简糖是个不折不扣的傻子,大学毕业不久就和他从未谋面的“父亲”结婚了,但这段以出轨告终的婚姻只维持了六个月。
“谈了快五年,我以为彼此之间应当是很熟悉了……那时候蠢,基本认定了他。他想先成家后立业,我就跟着去民政局了。”
“……还能为什么?婚姻和恋爱是两件事,总是因为一些鸡毛蒜皮的小事吵得不可开交,可能我们两个根本就不适合一起生活吧。”
“……我不知道那个女人是谁,也懒得寻根究底,但他没有否认。我就想着,趁沉没成本还不算太高,赶紧结束吧。”
简知当时听到这里的时候,忍不住打断,“可是也太短了,才六个月,你这婚结得跟过家家似的。”
“年轻不懂事,错把渣男当真命天子。当断则断,你妈我在这方面就不爱拖泥带水。”
“那后来……你为什么不告诉他你有了我。”
“你是想说,有没有可能因为你的到来我们能重新开始吧——离婚后我才发现你在我肚子里已经待了两个月。打掉的念头冒出来过但是很快就打消了,隔着肚皮多了一条生命存在,那种感觉太神奇了。我做不到把一个新生命就那样从这个世界上抹杀掉。至于复婚,没想过。你不应该也没必要成为一个维系破损婚姻的工具。我让你成为了我的私有宝贝,没有经过你的允许就这样生下你,你怪我吗之之?”
简知摇了摇头。简糖已经给了他很多很多,多到足够让他长得很好,这就够了。
“我其实很害怕养不好出于一己之私留下的你。”简糖一脸认真,“但是所幸,你没让我失望——不愧是我的优秀基因!随便养养就能养出这么好的你!”
正经不过三秒。简知继续问:“那后来为什么也没考虑给我找个新爸爸?毕竟我那时候很小,没有记忆所以其实也不会有什么影响。”
“懒得慢慢试错了,那时候一心只希望你快点长大——另一方面我开始觉得自己不适合婚姻生活,还是一个人的自由状态更让我舒适。”
简糖生他的时候甚至没告诉家里,她是这么解释的:
“她们要是知道我怀了你还离婚,一定会让我复婚的。我当然不想,所以我决定先斩后奏,先生了再说。
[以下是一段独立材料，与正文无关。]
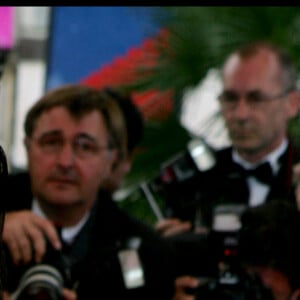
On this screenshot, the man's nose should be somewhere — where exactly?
[57,142,75,167]
[234,96,251,118]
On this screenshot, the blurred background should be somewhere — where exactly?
[0,6,300,209]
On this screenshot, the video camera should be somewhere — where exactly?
[10,236,70,300]
[141,137,216,220]
[188,204,273,300]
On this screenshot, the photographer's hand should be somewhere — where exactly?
[172,275,199,300]
[155,218,192,237]
[3,210,61,264]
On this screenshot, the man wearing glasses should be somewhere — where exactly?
[3,85,174,300]
[157,42,300,300]
[157,42,300,236]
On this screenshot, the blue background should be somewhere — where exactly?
[45,6,158,90]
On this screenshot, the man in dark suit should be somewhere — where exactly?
[3,85,175,300]
[157,42,300,236]
[156,42,300,292]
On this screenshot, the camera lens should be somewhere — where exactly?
[11,264,63,300]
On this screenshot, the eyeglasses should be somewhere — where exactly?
[218,90,291,110]
[31,133,111,159]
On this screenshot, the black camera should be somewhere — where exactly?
[190,204,273,300]
[10,236,70,300]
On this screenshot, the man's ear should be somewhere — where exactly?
[288,91,300,118]
[110,149,120,171]
[23,136,30,151]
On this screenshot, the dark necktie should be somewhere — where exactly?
[237,162,273,184]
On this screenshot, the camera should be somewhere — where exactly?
[10,264,64,300]
[188,204,273,300]
[141,137,216,219]
[10,236,70,300]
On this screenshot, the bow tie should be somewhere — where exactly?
[237,162,273,184]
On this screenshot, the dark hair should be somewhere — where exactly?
[224,41,297,91]
[239,200,300,288]
[105,87,144,154]
[0,146,8,292]
[24,84,126,152]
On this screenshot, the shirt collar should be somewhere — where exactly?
[232,139,288,174]
[32,198,90,244]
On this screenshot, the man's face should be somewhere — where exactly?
[26,107,114,208]
[220,50,297,161]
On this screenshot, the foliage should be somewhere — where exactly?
[121,6,300,188]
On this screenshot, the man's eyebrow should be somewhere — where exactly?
[38,129,62,138]
[75,132,97,141]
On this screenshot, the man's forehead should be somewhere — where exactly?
[35,107,106,132]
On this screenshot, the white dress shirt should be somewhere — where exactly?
[232,139,288,206]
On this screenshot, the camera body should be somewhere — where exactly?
[193,204,273,300]
[10,237,70,300]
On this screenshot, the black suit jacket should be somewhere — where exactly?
[4,174,175,300]
[165,142,300,226]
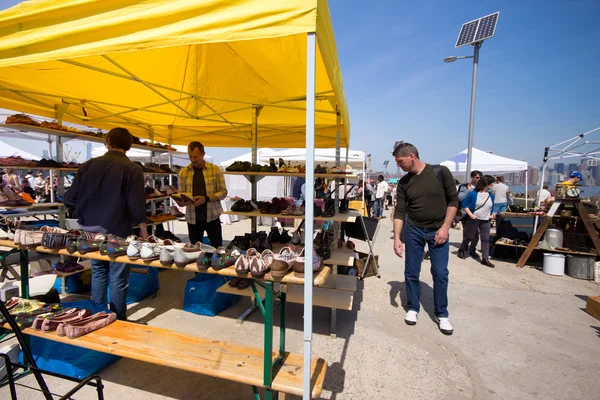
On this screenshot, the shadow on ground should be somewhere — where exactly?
[388,281,436,322]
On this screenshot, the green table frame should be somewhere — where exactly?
[7,249,286,400]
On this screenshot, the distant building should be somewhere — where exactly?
[568,163,579,176]
[548,171,558,186]
[554,163,565,174]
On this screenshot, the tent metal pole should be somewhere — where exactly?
[302,32,317,400]
[525,165,529,208]
[250,106,260,239]
[465,43,481,182]
[533,161,548,235]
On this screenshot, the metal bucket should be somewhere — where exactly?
[567,255,595,280]
[544,253,565,275]
[544,228,564,249]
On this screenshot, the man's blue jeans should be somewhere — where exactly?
[91,260,131,321]
[373,197,384,218]
[404,224,450,318]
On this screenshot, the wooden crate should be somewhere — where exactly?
[585,296,600,320]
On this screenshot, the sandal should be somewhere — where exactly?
[235,279,250,290]
[63,312,117,339]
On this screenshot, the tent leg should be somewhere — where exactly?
[302,32,317,400]
[249,106,261,239]
[533,160,548,235]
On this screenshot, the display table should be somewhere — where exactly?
[0,240,328,397]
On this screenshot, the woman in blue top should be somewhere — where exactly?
[458,175,495,268]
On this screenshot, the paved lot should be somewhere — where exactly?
[0,219,600,400]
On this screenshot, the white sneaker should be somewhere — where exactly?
[140,236,163,261]
[436,318,454,335]
[127,236,143,260]
[404,310,419,325]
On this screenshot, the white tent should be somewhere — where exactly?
[92,146,204,166]
[440,147,528,207]
[219,148,275,168]
[220,149,365,171]
[0,141,40,161]
[267,149,365,171]
[440,147,527,174]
”
后来,外婆告诉他,简糖一个人把两个月大的他抱回家过年的时候,近五十岁的外公在家追着二十多岁的妈妈要杀要剐闹腾了一整天。整个正月家里都鸡飞狗跳、不得安宁。
至于那个陌生的所谓的父亲,一个对他的出生贡献了几颗精子的人,他是没什么概念的。
从他懂得“父母”这个词的概念的时候,简糖就认真地告诉过他,“宝贝,你和别的小朋友不一样,你没有爸爸,你只有我,我既是你的爸爸又是你的妈妈。”她说到,也做到了。
满身的泡沫混着一整天的疲倦感一起被水流冲散流走,简知换好睡衣安稳地躺进了被窝。
顾朝溪的今夜过得却没那么平静。
“嘎吱”一声,门被推开。闭着眼在沙发上小憩的秦池音缓缓起身,眼底的倦色一闪而逝,她淡声开口:“回来了。”
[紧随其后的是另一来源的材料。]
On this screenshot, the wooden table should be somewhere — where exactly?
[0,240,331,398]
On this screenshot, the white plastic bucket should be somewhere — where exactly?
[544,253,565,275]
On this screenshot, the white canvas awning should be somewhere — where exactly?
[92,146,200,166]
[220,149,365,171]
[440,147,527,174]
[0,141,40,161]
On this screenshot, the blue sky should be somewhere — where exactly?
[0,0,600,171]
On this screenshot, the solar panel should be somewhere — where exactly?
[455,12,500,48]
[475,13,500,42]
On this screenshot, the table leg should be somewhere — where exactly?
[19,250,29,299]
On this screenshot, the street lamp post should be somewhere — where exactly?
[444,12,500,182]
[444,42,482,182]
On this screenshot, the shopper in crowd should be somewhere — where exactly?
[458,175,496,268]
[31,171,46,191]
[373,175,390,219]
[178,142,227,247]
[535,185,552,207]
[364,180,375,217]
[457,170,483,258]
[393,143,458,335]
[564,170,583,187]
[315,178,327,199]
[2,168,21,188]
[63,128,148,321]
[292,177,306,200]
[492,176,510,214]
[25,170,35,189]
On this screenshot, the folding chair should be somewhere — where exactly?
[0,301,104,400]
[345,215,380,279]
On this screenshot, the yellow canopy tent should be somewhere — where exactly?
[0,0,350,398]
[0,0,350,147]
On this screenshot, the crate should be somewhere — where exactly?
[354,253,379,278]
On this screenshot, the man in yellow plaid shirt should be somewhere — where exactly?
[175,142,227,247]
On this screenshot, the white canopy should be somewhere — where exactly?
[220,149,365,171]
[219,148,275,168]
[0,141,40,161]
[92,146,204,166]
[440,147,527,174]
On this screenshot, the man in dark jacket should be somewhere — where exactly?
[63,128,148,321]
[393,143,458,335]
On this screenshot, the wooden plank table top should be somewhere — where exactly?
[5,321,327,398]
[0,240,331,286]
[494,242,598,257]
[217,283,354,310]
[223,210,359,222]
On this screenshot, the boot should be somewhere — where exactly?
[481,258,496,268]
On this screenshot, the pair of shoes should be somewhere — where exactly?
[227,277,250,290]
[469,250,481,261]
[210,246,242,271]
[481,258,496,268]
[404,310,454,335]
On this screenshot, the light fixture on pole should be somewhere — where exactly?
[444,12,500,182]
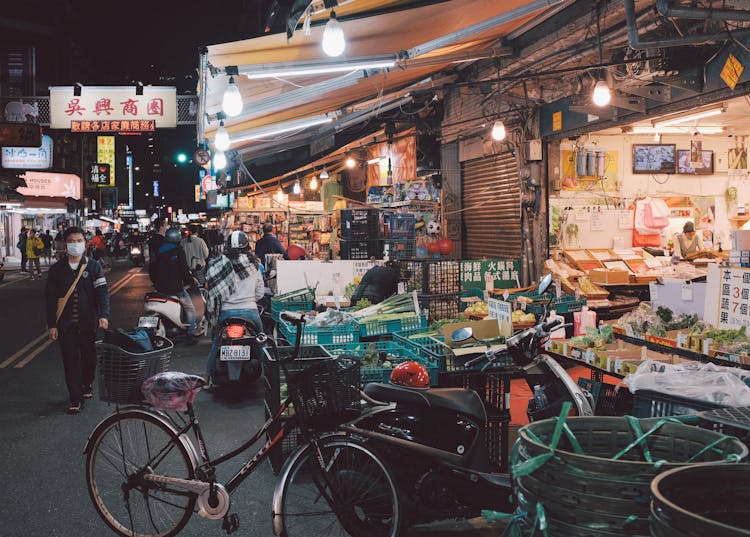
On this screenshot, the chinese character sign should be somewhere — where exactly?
[2,134,52,170]
[718,268,750,329]
[96,136,115,186]
[50,86,177,132]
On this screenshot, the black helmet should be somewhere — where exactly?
[164,227,182,244]
[227,231,250,250]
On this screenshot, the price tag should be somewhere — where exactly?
[682,282,693,302]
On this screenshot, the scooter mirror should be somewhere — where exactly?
[536,273,552,295]
[451,326,474,342]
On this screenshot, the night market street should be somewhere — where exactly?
[0,260,499,537]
顾朝溪没有回答她,眼神不经意扫过旁边的鞋架——昨天还躺在那的鞋子今天已经不在了。
“完事了吗。”他淡淡地问了一句。母子俩的声音如出一辙,都淡漠得让人察觉不出任何情绪波动。
“嗯。”秦池音没什么想说的。
“你们还真会挑时间。”挑在了他高中开学第一天。顾朝溪忍不住嘲弄地勾了勾嘴角。
秦池音微微皱眉,“朝溪,你已经大了,应该理解我们。”
顾朝溪头也没回地继续走向卧室。
一关上房门,书包就被心情糟透了的主人摔在一边,歪歪扭扭一副委屈模样立在地板上。
顾朝溪整个人扑倒在床上。
怎么没有人理解一下他。顾朝溪自嘲,“所以我到底算什么呢。”
桌上闹钟显示着时间22:47。顾朝溪想了想,安静下了楼。大门还没关,偏厅里阿姨的身影还在忙碌,他走出大门朝熟悉的方向走去。
嘉宜大排档。
“老板,再来一箱啤的!”
豪爽大声的一句吆喝把顾朝溪寂静的内心世界撕开一道缝隙。
同样是在一个心情差劲的夜晚,他漫无目的地乱逛无意间来到这,喧嚣热闹的氛围与他格格不入。他对辣严重过敏,很小的时候就被检测出来了,一吃辣就会出现皮肤系统和消化系统上的双重反应——会起红疹和腹痛。所以这种地方基本和他无缘。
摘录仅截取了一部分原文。